Thanks for your comments.

I did not mean to give the impression that I was comparing atrazine with waterborne diseases in terms of making us 'sick'.

What I was trying to convey was the belief that if people think that municipal drinking water is no longer safe and are reluctant to invest in infrastructure maintenance and watershed protection because they prefer bottled water, then we may find ourselves dealing with diseases we thought had long since been eradicated.

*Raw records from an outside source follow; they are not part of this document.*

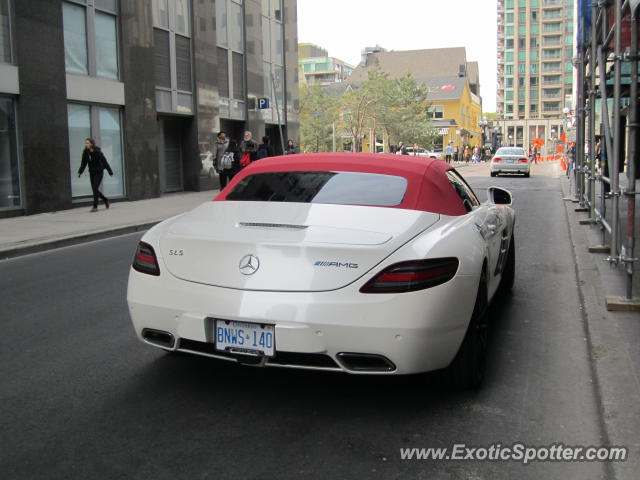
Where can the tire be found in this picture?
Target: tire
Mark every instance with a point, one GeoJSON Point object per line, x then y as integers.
{"type": "Point", "coordinates": [509, 273]}
{"type": "Point", "coordinates": [468, 367]}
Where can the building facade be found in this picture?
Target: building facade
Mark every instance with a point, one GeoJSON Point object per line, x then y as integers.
{"type": "Point", "coordinates": [153, 81]}
{"type": "Point", "coordinates": [454, 102]}
{"type": "Point", "coordinates": [316, 67]}
{"type": "Point", "coordinates": [535, 68]}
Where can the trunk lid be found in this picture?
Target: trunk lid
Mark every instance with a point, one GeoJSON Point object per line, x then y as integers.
{"type": "Point", "coordinates": [285, 246]}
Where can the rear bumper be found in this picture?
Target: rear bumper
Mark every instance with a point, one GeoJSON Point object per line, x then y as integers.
{"type": "Point", "coordinates": [416, 332]}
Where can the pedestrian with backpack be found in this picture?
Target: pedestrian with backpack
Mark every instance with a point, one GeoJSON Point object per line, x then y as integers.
{"type": "Point", "coordinates": [93, 157]}
{"type": "Point", "coordinates": [229, 164]}
{"type": "Point", "coordinates": [265, 149]}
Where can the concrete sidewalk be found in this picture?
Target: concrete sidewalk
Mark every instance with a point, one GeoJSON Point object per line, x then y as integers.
{"type": "Point", "coordinates": [33, 233]}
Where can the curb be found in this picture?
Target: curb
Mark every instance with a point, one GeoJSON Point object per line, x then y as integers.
{"type": "Point", "coordinates": [617, 389]}
{"type": "Point", "coordinates": [21, 250]}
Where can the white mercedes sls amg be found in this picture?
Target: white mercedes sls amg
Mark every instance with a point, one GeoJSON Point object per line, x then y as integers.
{"type": "Point", "coordinates": [361, 263]}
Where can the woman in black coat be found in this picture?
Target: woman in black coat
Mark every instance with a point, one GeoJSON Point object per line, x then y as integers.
{"type": "Point", "coordinates": [95, 159]}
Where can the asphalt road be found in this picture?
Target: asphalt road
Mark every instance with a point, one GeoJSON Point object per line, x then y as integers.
{"type": "Point", "coordinates": [81, 398]}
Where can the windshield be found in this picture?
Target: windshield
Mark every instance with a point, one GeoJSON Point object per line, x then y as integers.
{"type": "Point", "coordinates": [510, 151]}
{"type": "Point", "coordinates": [343, 188]}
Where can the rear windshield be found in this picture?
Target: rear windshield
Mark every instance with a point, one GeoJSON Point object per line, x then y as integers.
{"type": "Point", "coordinates": [510, 151]}
{"type": "Point", "coordinates": [342, 188]}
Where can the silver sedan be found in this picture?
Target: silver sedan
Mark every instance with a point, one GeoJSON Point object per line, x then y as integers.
{"type": "Point", "coordinates": [510, 160]}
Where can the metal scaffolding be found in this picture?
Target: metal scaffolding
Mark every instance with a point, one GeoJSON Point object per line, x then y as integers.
{"type": "Point", "coordinates": [607, 130]}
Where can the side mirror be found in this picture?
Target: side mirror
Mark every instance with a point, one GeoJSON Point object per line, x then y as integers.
{"type": "Point", "coordinates": [499, 196]}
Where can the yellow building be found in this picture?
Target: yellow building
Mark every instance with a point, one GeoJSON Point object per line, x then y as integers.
{"type": "Point", "coordinates": [454, 101]}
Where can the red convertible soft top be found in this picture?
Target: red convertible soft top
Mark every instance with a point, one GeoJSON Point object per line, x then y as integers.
{"type": "Point", "coordinates": [428, 187]}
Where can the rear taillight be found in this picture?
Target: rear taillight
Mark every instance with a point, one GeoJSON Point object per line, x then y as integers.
{"type": "Point", "coordinates": [145, 260]}
{"type": "Point", "coordinates": [412, 275]}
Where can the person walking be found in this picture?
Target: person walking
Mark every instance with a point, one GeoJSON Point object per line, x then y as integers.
{"type": "Point", "coordinates": [291, 148]}
{"type": "Point", "coordinates": [222, 145]}
{"type": "Point", "coordinates": [265, 149]}
{"type": "Point", "coordinates": [248, 149]}
{"type": "Point", "coordinates": [448, 151]}
{"type": "Point", "coordinates": [93, 157]}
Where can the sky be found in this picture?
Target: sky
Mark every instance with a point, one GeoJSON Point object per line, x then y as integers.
{"type": "Point", "coordinates": [345, 27]}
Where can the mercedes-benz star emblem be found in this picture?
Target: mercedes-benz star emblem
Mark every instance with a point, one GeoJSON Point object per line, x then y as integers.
{"type": "Point", "coordinates": [249, 264]}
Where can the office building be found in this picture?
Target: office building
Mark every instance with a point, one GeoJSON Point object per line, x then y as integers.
{"type": "Point", "coordinates": [535, 69]}
{"type": "Point", "coordinates": [153, 81]}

That said, atrazine and other known/unknown chemical contaminants, although operating in ways quite different from pathogenic organisms, may not make us 'sick', but will impair future generations.

Either way, not a pretty sight.

Tim

Big difference: Cholera, typhoid and the like afflicted a large percentage of the people exposed, and quickly produced acute symptoms in most of those afflicted. Atrazine and other low-level pollutants, on the other hand, afflict such small proportions of those exposed that large epidemiological studies are needed just to identify an effect; and the effects aren't manifest until long after the initial exposure (Atrazine in particular doesn't even do much to adults, it affects the next generation). The harm caused by atrazine isn't of the same degree or kind as that caused by waterborne infectious disease. Even today, I'll bet more people are sickened by the occasional outbreaks of waterborne disease than by atrazine in tap water. (Remember the Giardia problems in Reno?)

Which is not to argue that atrazine isn't a problem; just that it isn't the same kind of problem, so it won't provoke the same kind of response. Business won't perceive a bottom-line benefit to removing atrazine from drinking water, since their employee productivity won't be affected. Ratepayers might be similarly balky when asked to pay for upgrades with no tangible benefit.

It seems obvious that the prudent course would be to stop dumping the stuff on the ground and in the water, but apparently the immediately perceptible benefits (fewer weeds, cheaper food) outweigh the difficult-to-see drawbacks.